Defining What a Scholar Does ~ Praxis Habitus - On Race Religion & Culture

Monday, May 4, 2009

Defining What a Scholar Does

Read a post by Amanda French, not quite an English Professor (yet), but still a "scholar."

Amanda French is seeking a tenure-track position. Until then, she considers herself largely undefined. She writes, "Recently I’ve claimed 'digital humanist,' though that term is arcane and hard to define. I define it as 'someone with a humanities degree who’s interested in computers.'”

phd notesImage by Wrote via Flickr

So, she blogs about her identity.

In the midst of talking about her recent engagement blogging about Facebook's Terms of Service, Dr. French writes,
One label that I secretly like a lot and hope to deserve is “scholar,” and that’s what scholars do, I think: find out and tell the truth. Journalists do that too (ideally), but scholars get a lot more time to do it than journalists do, and scholars can seek out the truth about stuff that very few people care about at the moment.

We scholars, bless us, can be as verbose and sesquipedalian as we like, and we can duck the current daily frenzy and spend our days humming through frenzies long turned to dust. That was my very favorite part of graduate school. While I was writing my dissertation, I got my investigation on, big time. Such fun.

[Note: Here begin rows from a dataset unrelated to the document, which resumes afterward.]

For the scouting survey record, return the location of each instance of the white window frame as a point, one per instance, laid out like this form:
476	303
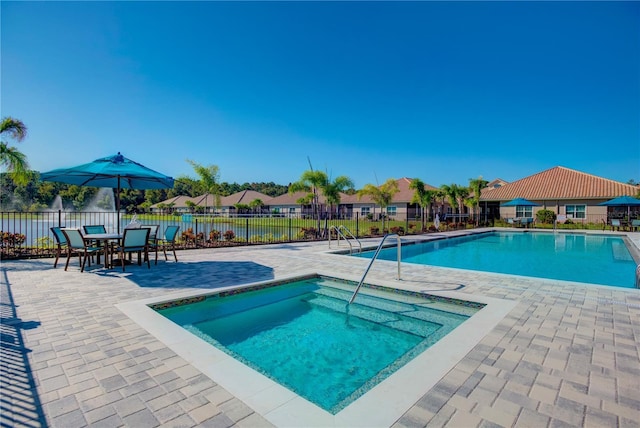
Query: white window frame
575	212
524	211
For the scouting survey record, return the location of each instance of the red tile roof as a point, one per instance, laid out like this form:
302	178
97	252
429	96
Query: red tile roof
559	183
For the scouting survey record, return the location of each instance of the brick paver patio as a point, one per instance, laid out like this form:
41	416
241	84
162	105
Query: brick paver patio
567	355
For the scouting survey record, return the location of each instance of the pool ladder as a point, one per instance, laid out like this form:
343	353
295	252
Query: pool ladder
345	233
373	259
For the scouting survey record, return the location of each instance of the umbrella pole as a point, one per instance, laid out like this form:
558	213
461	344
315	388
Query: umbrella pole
118	205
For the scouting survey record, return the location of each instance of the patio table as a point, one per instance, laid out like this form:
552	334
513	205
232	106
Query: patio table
104	238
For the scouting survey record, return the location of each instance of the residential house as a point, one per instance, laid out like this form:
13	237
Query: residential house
570	194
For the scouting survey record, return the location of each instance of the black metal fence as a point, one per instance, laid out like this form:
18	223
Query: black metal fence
29	234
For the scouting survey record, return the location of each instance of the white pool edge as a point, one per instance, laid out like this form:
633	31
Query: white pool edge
381	406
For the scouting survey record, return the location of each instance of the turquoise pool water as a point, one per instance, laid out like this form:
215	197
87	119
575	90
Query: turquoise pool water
596	259
304	336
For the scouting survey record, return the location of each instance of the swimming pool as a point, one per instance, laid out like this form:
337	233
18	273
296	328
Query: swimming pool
595	259
304	336
381	406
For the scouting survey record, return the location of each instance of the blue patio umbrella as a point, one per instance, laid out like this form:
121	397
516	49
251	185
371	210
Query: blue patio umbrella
115	171
622	201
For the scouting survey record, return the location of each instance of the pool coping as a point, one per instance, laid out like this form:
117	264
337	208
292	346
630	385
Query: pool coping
381	406
630	240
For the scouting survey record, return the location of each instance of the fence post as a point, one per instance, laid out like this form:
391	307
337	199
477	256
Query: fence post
195	241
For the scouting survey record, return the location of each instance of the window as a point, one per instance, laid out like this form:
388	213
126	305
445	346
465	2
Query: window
524	211
576	211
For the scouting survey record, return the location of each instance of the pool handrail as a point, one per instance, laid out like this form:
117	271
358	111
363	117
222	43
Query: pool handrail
337	229
373	259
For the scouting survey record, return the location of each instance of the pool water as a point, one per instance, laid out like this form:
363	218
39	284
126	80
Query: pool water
304	336
596	259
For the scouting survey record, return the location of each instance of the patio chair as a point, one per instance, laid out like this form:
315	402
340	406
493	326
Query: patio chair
153	237
94	228
77	245
133	241
169	241
526	221
61	243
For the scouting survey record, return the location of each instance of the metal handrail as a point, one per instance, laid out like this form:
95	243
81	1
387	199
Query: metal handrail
337	229
375	255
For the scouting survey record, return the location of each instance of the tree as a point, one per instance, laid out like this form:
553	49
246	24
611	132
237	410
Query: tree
422	197
382	195
11	158
256	204
209	178
476	185
456	195
311	182
332	189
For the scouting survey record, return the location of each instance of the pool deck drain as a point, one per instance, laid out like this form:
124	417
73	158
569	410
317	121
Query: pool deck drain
567	354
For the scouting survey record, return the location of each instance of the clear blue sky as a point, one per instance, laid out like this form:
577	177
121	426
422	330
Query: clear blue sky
441	91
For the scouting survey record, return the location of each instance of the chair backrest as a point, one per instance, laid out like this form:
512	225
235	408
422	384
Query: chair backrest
153	230
170	233
74	238
135	237
59	236
94	228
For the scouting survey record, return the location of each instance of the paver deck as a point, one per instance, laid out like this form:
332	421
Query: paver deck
568	354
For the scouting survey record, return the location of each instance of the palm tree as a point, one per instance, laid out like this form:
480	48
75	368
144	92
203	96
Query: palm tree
332	190
382	195
462	193
311	182
449	192
476	185
421	197
11	158
256	204
209	178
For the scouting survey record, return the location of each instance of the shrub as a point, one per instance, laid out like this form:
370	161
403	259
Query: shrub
13	239
309	232
214	235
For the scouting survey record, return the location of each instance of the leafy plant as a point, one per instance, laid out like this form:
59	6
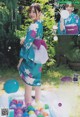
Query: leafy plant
73	54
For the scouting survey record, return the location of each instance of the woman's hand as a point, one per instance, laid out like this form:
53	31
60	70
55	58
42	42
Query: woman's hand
22	40
18	65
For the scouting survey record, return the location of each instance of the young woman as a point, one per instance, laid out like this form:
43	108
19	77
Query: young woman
71	25
29	69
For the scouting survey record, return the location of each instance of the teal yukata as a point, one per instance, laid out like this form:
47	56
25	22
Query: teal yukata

And then I also had fun finding a way to write the truth in a way that was accurate, fair, compassionate, and interesting.

The trick is always to balance the desire to be witty or shocking or alliterative or otherwise attention-grabbing with the mandate to be correct and thorough and just. Get out of balance one way, and you’ve got a tabloid; get out of balance another, and you’ve got a 1040 form. As a scholar, I want to be, oh, let’s pull a phrase out of the air, “engaging and authentic.”

Early science, particularly geometry and astro...Image via Wikipedia

And I think Dr. French makes observations in this post that I've wrestled with myself in my professional work.

Distinguishing between the "journalist" and the "scholar," she hits on the investment of skill and time put into ideas, questions, and issues beyond fleeting hot-button topics of the day. And the balance between "tabloid" and "1040" is spot on.

I'd like to think of myself as a "scholar" too. Despite the frustrations and misunderstandings, there is a satisfaction at being dedicated to the pursuit of truth and using that truth to expand the boundaries of our too-often-mundane humanity.

And beyond the technical achievement of producing knowledge, the goal of being "engaging and authentic" seems about right.